🤖 AI Summary
This work addresses the challenge of detecting multimodal misinformation on social media, which is exacerbated by semantic inconsistencies across modalities and temporal narrative evolution. To this end, the authors propose a unified framework that explicitly models cross-modal inconsistency through a novel integration of modality-specific Mixture-of-Experts, bidirectional co-attention, and a discrepancy-aware branch. Furthermore, a momentum-encoded temporal attention mechanism is introduced to capture the evolving nature of disinformation narratives over time. The model enhances generalization across datasets and domains by incorporating a prototype memory bank and domain-adversarial learning. Extensive experiments on four benchmarks—Fakeddit, MMCoVaR, Weibo, and XFacta—demonstrate that the proposed approach achieves consistently superior performance in terms of accuracy, F1 score, AUC, and Matthews Correlation Coefficient (MCC).
📝 Abstract
The widespread dissemination of multimodal content on social media has made misinformation detection increasingly challenging, as misleading narratives often arise not only from textual or visual content alone, but also from semantic inconsistencies between modalities and their evolution over time.
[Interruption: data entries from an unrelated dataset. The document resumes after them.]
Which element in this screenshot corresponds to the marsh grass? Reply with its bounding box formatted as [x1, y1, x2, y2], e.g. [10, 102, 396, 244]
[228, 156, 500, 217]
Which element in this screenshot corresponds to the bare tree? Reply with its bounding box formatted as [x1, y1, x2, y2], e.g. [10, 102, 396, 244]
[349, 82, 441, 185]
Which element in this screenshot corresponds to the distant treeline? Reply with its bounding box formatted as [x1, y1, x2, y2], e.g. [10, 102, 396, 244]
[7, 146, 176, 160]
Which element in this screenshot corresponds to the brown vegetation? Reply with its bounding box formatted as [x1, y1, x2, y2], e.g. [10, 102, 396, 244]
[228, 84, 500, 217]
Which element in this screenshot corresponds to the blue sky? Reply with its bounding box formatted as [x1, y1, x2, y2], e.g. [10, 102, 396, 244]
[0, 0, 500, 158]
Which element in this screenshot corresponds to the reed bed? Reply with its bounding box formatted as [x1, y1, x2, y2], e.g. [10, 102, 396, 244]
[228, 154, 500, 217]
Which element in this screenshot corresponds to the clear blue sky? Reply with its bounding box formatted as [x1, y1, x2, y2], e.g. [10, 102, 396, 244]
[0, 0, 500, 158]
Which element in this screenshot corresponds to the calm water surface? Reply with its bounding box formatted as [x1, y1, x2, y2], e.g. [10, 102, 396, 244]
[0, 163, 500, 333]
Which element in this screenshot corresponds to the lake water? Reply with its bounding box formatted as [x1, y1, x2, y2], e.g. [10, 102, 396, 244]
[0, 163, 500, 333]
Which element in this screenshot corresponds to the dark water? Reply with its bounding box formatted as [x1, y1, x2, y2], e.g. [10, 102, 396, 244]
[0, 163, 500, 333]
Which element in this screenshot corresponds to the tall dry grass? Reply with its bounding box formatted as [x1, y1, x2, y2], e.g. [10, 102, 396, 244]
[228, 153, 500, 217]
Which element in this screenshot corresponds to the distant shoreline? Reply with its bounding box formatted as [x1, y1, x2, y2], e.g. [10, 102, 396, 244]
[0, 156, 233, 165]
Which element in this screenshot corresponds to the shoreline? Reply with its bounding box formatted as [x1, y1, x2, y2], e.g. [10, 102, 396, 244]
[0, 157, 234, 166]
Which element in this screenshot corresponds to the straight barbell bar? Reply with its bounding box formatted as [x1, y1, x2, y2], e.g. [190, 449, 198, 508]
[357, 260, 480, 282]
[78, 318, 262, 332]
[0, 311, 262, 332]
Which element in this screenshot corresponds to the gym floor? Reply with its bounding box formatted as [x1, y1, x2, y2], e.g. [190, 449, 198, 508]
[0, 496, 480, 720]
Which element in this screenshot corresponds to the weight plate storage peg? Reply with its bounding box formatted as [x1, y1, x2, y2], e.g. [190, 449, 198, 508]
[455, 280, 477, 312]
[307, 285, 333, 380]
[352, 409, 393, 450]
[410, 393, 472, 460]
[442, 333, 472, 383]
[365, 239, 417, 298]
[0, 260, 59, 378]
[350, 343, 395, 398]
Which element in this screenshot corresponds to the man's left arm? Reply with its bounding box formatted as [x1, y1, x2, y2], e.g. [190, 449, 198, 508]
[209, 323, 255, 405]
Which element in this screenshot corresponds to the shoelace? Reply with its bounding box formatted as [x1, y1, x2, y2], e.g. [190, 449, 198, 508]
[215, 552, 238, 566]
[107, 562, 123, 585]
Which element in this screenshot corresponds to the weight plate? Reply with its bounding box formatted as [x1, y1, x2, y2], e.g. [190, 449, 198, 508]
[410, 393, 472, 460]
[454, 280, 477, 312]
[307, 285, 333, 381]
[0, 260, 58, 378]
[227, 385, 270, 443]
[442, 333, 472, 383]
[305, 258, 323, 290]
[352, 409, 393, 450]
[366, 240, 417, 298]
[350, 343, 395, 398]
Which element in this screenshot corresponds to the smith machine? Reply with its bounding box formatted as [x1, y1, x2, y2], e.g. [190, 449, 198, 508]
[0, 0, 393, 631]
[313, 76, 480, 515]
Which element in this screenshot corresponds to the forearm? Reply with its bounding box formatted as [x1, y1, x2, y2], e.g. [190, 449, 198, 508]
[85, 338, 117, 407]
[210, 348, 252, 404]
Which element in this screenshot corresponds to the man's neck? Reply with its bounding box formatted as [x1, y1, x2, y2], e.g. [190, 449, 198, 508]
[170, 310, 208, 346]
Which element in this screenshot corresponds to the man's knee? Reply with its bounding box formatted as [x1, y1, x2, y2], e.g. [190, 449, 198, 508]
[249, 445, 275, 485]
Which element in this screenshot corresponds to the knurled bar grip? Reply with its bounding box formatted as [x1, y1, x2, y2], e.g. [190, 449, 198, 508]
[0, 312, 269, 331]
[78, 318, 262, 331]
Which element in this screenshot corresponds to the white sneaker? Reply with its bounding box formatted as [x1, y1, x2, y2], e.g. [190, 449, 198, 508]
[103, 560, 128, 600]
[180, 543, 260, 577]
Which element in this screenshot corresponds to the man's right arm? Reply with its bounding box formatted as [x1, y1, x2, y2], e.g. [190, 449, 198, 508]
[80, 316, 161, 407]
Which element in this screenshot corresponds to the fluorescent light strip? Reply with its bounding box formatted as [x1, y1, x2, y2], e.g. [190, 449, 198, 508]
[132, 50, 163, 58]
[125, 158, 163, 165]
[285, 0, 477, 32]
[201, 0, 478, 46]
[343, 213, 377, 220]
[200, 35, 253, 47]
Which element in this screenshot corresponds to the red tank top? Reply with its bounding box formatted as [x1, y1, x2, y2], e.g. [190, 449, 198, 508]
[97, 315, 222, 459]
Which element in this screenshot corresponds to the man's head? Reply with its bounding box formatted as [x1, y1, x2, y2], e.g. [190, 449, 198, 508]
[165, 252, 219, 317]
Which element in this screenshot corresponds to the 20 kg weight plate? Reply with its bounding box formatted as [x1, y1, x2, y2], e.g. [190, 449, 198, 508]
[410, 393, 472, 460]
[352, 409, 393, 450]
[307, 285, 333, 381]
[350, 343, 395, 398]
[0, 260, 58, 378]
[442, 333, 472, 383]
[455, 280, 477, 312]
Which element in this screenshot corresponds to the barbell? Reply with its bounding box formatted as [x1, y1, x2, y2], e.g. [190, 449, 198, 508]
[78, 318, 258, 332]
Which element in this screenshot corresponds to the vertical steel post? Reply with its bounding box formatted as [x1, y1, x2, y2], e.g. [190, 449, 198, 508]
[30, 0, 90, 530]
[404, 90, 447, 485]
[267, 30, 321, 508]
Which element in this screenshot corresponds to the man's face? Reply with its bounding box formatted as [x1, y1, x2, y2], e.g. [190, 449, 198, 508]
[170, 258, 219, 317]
Existing multimodal misinformation detection methods typically model cross-modal interactions statically and often show limited robustness across heterogeneous datasets, domains, and narrative settings. To address these challenges, we propose MOMENTA, a unified framework for multimodal misinformation detection that captures modality heterogeneity, cross-modal inconsistency, temporal dynamics, and cross-domain generalization within a single architecture. MOMENTA employs modality-specific mixture-of-experts modules to model diverse misinformation patterns, bidirectional co-attention to align textual and visual representations in a shared semantic space, and a discrepancy-aware branch to explicitly capture semantic disagreement between modalities. To model narrative evolution, we introduce an attention-based temporal aggregation mechanism with drift and momentum encoding over overlapping time windows, enabling the framework to capture both short-term fluctuations and longer-term trends in misinformation propagation. In addition, domain-adversarial learning and a prototype memory bank improve domain invariance and stabilize representation learning across datasets. The model is trained using a multi-objective optimization strategy that jointly enforces classification performance, cross-modal alignment, contrastive learning, temporal consistency, and domain robustness. Experiments on Fakeddit, MMCoVaR, Weibo, and XFacta show that MOMENTA achieves strong, consistent results across accuracy, F1-score, AUC, and MCC, highlighting its effectiveness for multimodal misinformation detection.